Encaminhamentos da mesa:
- Construção de metas de redução de homicídios e políticas de segurança localizadas, a partir de prioridades definidas em diálogo com as comunidades.
- Reconhecimento de fóruns locais da sociedade civil como instâncias de construção do diálogo com o poder público.
- Criação de programas para estabelecer redes de sociabilidade e formação dos jovens e para estimular o protagonismo juvenil na região.
“Cidadania é o direito de ter direitos”. A frase da filósofa Hannah Arendt, escrita no quadro, era o testemunho da aula de sociologia dada no dia anterior na sala da Colégio Estadual Stuart Edgar Angel Jones. Não poderia haver epígrafe mais apropriada para o debate que aconteceu ali, sobre o “Direito à segurança na Zona Oeste”, uma das atividades do 4º Forum Rio realizado pela Casa Fluminense neste sábado, em Senador Camará.
O encontro teve a participação do ativista Binho Cultura, escritor e criador do Instituto Vivos por Direitos e do Alexandre Ciconello, da Anistia Internacional; a mediação foi do diretor da Redes da Maré, Edson Diniz. Também convidado, o Coronel Friederik Minervini Bassani, do 14° BPM, não compareceu. A ausência do oficial foi o primeiro assunto da mesa, colocando em pauta o diálogo entre a sociedade e as forças policiais.
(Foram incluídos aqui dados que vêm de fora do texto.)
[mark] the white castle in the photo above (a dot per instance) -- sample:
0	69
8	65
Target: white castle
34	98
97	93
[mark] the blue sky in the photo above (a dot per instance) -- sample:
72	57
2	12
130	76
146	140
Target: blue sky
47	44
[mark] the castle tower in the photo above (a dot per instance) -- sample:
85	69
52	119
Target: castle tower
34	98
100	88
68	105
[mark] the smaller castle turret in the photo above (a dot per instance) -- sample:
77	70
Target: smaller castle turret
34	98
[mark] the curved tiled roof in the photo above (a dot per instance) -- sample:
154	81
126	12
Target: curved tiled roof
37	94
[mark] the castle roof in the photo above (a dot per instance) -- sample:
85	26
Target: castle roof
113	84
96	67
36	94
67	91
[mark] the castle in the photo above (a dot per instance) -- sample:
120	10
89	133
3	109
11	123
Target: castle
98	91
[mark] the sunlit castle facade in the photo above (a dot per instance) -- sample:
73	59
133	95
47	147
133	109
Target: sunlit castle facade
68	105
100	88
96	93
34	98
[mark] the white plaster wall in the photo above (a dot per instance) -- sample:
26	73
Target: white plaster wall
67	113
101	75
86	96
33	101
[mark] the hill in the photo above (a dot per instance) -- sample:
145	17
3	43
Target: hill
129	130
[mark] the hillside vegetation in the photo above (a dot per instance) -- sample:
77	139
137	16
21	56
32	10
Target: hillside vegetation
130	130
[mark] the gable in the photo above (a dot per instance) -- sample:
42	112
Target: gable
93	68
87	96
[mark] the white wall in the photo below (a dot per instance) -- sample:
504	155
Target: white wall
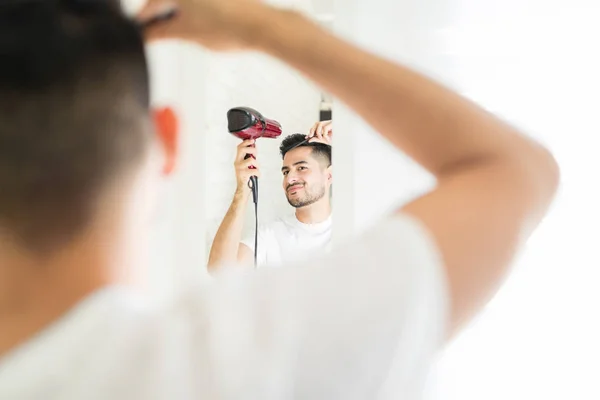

Acostumado a mediar conflitos e discutir a atuação das forças de segurança em uma das regiões mais conflagradas do Rio de Janeiro, Binho apontou as dificuldades com que tenta acordar com a polícia uma atuação que não represente uma ameaça à comunidade. “Há dois anos venho dialogando com cada comandante de batalhão que entra. Cada novo comandante que entra quer mostrar serviço. É aí que temos o maior índice de balas perdidas. Não somos contra a ação da polícia. Só não somos a favor da polícia pé na porta”, relatou.
“Vila Aliança e Senador Camará hoje são as regiões mais perigosas do Rio de Janeiro. Um dos chefes do tráfico é o mais procurado da cidade. A segurança não é pública. A violência, sim, é pública”, contextualizou.
A violência pública, explicou, afeta a educação e a saúde. Nos postos de saúde, contaram agentes de saúde presentes, diariamente é colocado na parede um indicador visual para orientar as equipes dos programas de Saúde da Família: sinal verde, estão liberadas as saídas para a comunidade e visitas aos moradores; amarelo indica que o trabalho deve ser interno; e o vermelho avisa da iminência do posto fechar as portas.
Não é uma situação exclusiva da Zona Oeste. Em Nova Iguaçu, contou o rapper Dudu de Morro Agudo, o uso de armas é comum. “Todo mundo anda armado. Qualquer briga de bar termina em tiro”, disse.
Neste contexto, falham as estruturas que poderiam servir para a participação da comunidade na construção de políticas para o local. O Café Comunitário, encontro que reúne moradores, associações locais e representantes da Polícia Civil e Militar, é visto com desconfiança pela população. “Já houve situações em que um morador falou o que não devia e o chefe do tráfico ficou sabendo”, lembra Binho.
O criador da Flizo – Festa Literária da Zona Oeste – gostaria de produzir com organizações locais, instituições governamentais e a polícia um fórum permanente intitulado “Senador Camará que queremos”, inspirado no projeto “Maré que queremos”, realizado pelas associações de moradores e Redes da Maré. “Precisamos que cheguem políticas para criar oportunidades”, disse.
Alexandre Ciconello, assessor de Direitos Humanos da Anistia Internacional, citou números sobre a violência no Brasil. O país é o que mais se mata em termos absolutos: são mais de 56 mil homicídios por ano, e os números só crescem. Dentre os que morrem, a maioria absoluta é de jovens negros: “A indiferença a estes números revela o racismo. Os que estão morrendo são os invisíveis, que não tem o poder de colocar na agenda pública este tema”.
A cidade do Rio de Janeiro registrou uma queda acentuada na taxa de homicídios. Em relação a 2002, foi de cerca de 50%. No entanto, permanece a impunidade: só 8% dos homicídios resultam em processos judiciais. “Existe uma licença para matar”, aponta Alexandre.
Além disso, tanto no Rio de janeiro quanto no Brasil, muitos dos homicídios são causados pela Polícia, que em muitos casos não conta com treinamento adequado ou protocolos claros para enfrentar situações de conflito. A falta de mecanismos de responsabilização e controle das ações de policiais completa este quadro.
A tragédia cotidiana exige reformas estruturais da estrutura policial, apontou Alexandre. Ele ainda apontou a necessidade de criação de metas territoriais para a redução de homicídios e de mecanismos de controle externo e responsabilização das policias mais efetivos.